Among all sustainable themes, climate change (26%), labor force (23.1%), and business conduct (12.2%) account for a relatively high proportion, reflecting the substantial impact of these sustainable themes on enterprises and the mandatory requirements of regulatory policies. In terms of sustainable goals, German companies have set the highest number of sustainable goals (108), while French, Australian, and Dutch companies have a total of over 80 sustainable goals, but there are differences in the emphasis on sustainable goals in different jurisdictions. The most common environmental, social, and governance goals are reducing greenhouse gas emissions, employee engagement, and cybersecurity, respectively.

In terms of the deadline for sustainable goals, 40% of companies only use short-term sustainable goals, 23% of companies only use long-term sustainable goals, and 37% of companies adopt both short-term and long-term goals. On average, 9.3 companies in EU member states adopt both objectives, while 3.2 companies in non-EU member states adopt both objectives simultaneously.
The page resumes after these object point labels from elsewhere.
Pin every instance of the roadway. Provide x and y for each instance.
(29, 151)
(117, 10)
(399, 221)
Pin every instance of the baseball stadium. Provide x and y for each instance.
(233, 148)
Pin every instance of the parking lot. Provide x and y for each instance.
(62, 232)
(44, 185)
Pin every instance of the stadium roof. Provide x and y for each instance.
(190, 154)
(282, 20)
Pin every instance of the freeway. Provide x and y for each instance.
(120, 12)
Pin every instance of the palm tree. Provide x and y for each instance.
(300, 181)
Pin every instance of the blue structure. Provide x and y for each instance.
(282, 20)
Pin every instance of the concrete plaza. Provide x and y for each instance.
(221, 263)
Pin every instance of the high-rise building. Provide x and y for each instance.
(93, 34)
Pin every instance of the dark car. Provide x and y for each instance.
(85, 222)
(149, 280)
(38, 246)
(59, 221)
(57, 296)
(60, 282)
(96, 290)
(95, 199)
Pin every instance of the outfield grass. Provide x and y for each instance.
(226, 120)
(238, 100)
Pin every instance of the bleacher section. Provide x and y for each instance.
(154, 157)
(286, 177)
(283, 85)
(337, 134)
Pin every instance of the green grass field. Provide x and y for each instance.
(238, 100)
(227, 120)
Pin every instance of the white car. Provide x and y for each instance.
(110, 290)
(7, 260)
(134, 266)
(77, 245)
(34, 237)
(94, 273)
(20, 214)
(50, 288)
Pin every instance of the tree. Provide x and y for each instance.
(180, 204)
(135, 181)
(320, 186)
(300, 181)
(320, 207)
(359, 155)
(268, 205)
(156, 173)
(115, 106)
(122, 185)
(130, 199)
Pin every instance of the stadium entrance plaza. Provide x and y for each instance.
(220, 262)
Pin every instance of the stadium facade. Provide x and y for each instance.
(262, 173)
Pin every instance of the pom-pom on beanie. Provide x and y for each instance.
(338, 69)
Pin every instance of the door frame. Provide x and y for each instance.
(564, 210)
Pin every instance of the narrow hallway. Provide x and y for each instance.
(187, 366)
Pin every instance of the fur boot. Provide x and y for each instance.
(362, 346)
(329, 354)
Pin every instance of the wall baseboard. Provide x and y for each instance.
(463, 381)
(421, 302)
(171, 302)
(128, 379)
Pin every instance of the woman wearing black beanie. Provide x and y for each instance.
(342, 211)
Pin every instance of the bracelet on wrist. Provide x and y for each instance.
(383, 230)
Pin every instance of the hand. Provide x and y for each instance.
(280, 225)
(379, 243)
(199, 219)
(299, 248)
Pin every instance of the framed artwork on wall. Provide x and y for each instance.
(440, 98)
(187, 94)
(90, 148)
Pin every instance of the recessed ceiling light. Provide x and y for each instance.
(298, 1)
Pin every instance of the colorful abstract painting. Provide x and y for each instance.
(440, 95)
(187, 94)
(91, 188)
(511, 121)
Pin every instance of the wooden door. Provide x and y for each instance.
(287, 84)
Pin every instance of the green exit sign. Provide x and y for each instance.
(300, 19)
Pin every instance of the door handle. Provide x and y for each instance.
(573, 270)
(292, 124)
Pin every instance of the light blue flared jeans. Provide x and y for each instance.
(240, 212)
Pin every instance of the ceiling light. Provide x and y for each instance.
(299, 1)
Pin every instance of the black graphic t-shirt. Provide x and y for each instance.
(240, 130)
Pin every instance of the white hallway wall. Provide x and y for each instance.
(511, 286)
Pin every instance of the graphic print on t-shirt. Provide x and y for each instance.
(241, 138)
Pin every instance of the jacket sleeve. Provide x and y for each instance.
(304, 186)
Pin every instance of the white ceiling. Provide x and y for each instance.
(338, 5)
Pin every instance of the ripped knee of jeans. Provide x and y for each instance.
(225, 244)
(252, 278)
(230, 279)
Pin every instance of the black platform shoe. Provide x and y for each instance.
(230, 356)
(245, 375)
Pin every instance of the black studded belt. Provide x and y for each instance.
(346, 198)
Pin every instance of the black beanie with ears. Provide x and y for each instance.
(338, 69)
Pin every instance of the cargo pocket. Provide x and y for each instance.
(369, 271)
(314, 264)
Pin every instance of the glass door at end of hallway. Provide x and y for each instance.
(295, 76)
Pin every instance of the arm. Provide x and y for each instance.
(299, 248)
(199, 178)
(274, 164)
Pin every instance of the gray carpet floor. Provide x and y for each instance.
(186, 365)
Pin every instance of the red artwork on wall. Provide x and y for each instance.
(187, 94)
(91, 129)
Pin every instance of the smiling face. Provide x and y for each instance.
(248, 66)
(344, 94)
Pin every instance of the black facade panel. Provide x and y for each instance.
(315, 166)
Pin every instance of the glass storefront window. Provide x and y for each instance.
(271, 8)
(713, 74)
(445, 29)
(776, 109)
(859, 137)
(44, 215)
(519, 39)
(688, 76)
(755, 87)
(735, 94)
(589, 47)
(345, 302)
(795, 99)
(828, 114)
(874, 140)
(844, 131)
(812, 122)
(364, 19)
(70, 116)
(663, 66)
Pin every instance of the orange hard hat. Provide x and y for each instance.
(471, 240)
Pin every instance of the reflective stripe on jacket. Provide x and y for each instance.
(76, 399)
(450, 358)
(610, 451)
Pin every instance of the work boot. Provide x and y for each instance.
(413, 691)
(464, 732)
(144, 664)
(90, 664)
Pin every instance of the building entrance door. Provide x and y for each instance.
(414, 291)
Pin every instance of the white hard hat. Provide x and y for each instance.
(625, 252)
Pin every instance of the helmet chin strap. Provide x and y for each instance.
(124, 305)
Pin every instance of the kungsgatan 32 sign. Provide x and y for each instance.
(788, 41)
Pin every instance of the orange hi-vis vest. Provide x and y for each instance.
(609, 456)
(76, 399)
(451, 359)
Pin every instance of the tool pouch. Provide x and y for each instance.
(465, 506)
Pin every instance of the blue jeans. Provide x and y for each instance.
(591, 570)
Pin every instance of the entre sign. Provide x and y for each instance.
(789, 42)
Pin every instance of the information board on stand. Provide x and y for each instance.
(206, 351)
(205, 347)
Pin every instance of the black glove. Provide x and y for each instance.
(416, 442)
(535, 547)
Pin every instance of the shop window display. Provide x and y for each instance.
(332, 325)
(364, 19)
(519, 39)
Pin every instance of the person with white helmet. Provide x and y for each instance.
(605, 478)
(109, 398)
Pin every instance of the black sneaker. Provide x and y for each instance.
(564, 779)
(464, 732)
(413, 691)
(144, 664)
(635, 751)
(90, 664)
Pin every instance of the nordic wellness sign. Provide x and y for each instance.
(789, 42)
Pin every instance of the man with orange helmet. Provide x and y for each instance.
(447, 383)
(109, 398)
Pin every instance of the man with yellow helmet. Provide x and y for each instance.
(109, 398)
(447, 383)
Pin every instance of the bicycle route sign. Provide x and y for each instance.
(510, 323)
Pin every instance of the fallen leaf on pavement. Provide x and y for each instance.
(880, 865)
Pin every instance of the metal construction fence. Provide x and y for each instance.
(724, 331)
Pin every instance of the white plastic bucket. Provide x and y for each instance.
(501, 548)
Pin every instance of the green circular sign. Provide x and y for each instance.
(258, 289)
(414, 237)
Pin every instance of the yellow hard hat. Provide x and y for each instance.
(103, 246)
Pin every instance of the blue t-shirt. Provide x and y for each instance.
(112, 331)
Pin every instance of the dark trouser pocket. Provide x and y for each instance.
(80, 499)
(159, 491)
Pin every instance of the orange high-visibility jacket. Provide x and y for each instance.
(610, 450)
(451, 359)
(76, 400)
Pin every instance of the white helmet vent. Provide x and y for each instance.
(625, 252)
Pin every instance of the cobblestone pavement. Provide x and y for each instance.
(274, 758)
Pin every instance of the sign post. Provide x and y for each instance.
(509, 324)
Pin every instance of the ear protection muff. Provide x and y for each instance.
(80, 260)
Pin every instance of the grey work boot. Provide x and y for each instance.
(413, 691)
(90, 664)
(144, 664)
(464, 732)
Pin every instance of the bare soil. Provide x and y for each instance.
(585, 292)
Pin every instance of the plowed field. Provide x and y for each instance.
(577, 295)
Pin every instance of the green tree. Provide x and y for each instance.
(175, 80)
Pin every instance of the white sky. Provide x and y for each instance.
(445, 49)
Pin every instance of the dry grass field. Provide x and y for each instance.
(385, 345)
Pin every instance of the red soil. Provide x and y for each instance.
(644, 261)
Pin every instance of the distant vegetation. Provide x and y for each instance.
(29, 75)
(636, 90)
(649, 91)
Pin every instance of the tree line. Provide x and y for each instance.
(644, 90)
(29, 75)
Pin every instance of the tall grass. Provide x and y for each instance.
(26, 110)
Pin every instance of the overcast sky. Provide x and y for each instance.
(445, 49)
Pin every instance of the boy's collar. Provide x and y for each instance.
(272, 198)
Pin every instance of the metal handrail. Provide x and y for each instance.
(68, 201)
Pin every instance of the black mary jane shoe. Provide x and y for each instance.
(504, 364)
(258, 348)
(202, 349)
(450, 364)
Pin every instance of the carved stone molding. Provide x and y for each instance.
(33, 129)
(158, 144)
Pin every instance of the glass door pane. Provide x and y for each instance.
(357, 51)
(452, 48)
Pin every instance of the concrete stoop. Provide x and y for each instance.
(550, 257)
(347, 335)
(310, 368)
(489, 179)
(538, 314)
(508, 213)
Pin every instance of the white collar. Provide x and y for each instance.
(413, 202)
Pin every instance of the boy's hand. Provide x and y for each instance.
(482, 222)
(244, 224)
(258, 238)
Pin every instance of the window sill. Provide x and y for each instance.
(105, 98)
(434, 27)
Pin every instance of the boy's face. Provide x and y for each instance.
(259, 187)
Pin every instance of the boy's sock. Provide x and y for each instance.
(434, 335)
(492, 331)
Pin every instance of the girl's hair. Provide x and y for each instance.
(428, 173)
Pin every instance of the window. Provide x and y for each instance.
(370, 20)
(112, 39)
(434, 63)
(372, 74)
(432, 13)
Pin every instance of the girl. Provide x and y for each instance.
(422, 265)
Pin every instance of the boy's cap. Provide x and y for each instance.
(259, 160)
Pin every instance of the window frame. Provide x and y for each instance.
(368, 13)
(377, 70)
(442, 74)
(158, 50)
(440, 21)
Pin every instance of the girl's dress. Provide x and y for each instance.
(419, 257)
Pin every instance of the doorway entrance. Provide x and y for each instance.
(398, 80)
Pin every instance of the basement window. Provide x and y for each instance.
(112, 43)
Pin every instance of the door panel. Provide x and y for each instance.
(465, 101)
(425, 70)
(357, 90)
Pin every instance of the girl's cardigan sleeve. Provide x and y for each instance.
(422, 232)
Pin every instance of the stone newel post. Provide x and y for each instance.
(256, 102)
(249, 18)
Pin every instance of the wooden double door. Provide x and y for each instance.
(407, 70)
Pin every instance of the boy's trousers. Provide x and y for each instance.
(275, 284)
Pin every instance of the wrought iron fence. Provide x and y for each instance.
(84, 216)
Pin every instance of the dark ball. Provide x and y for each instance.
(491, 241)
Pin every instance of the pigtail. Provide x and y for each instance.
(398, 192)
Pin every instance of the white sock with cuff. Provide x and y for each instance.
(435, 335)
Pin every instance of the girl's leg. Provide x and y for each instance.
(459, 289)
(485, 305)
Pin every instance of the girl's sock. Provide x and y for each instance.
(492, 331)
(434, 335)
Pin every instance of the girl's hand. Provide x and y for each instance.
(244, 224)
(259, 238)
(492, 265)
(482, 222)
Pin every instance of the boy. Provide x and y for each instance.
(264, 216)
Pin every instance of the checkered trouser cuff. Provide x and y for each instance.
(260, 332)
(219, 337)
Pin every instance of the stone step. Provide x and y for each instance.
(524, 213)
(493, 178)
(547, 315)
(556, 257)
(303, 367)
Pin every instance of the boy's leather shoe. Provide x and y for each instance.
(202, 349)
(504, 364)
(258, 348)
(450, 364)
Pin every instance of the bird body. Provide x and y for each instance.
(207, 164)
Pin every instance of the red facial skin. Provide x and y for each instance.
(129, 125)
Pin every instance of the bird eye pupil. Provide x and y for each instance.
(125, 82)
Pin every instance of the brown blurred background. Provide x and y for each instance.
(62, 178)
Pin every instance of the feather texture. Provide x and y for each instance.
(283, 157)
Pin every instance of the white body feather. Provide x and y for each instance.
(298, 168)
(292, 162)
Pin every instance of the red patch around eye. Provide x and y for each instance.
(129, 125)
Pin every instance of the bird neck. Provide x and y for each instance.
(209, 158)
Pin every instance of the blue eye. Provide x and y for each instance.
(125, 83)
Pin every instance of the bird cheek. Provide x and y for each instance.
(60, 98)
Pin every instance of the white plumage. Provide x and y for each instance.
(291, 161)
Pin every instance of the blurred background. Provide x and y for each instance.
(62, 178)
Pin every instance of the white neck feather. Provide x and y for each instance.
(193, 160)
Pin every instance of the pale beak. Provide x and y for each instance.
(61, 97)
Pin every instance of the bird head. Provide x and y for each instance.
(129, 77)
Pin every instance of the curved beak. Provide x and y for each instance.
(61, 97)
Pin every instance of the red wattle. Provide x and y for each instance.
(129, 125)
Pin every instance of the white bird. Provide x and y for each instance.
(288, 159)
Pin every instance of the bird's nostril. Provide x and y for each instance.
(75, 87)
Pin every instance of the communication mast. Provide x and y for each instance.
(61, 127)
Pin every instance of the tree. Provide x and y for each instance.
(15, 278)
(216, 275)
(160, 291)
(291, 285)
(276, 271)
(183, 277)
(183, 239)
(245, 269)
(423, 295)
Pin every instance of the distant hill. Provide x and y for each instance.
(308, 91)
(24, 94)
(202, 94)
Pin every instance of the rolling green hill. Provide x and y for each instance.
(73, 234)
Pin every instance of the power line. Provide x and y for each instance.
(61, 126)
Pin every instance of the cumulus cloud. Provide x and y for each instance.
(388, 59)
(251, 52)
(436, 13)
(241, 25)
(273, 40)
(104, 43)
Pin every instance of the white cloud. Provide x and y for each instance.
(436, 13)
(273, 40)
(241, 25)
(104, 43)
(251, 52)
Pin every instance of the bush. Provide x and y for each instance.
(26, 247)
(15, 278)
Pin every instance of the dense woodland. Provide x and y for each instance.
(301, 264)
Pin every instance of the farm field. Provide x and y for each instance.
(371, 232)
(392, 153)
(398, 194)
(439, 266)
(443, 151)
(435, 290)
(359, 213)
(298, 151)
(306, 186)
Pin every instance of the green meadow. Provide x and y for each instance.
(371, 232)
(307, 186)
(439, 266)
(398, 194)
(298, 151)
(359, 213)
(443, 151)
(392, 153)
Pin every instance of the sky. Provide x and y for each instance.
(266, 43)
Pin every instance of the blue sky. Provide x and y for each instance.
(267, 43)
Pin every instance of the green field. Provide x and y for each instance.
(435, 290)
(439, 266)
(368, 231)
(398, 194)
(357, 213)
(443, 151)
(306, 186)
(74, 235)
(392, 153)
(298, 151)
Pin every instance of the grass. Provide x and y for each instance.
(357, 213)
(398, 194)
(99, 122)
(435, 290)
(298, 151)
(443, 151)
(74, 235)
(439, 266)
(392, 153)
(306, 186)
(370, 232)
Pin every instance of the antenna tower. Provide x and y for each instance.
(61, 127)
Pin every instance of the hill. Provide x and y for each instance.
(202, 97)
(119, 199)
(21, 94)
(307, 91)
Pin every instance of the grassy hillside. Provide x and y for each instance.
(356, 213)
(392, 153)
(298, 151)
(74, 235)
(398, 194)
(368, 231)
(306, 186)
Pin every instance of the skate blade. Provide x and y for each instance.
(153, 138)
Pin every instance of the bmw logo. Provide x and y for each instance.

How to Incorporate Sustainability into Board Compensation
KPMG believes that companies can incorporate sustainability factors into board compensation through the following steps:
- Selecting key performance indicators from corporate strategy: Selecting indicators from corporate strategy can promote long-term business development and avoid significant risks faced by business activities.
- Using relevant, appropriate, and reliable data: These data can serve as the foundation for sustainable performance indicators, improving data availability.
- Setting the share and scope of the compensation system: Enterprises can determine the share of sustainable compensation in short-term and long-term goals.
- Improving the transparency of salary information: Disclosing more sustainable information can help third-party auditors to complete sustainability assurance.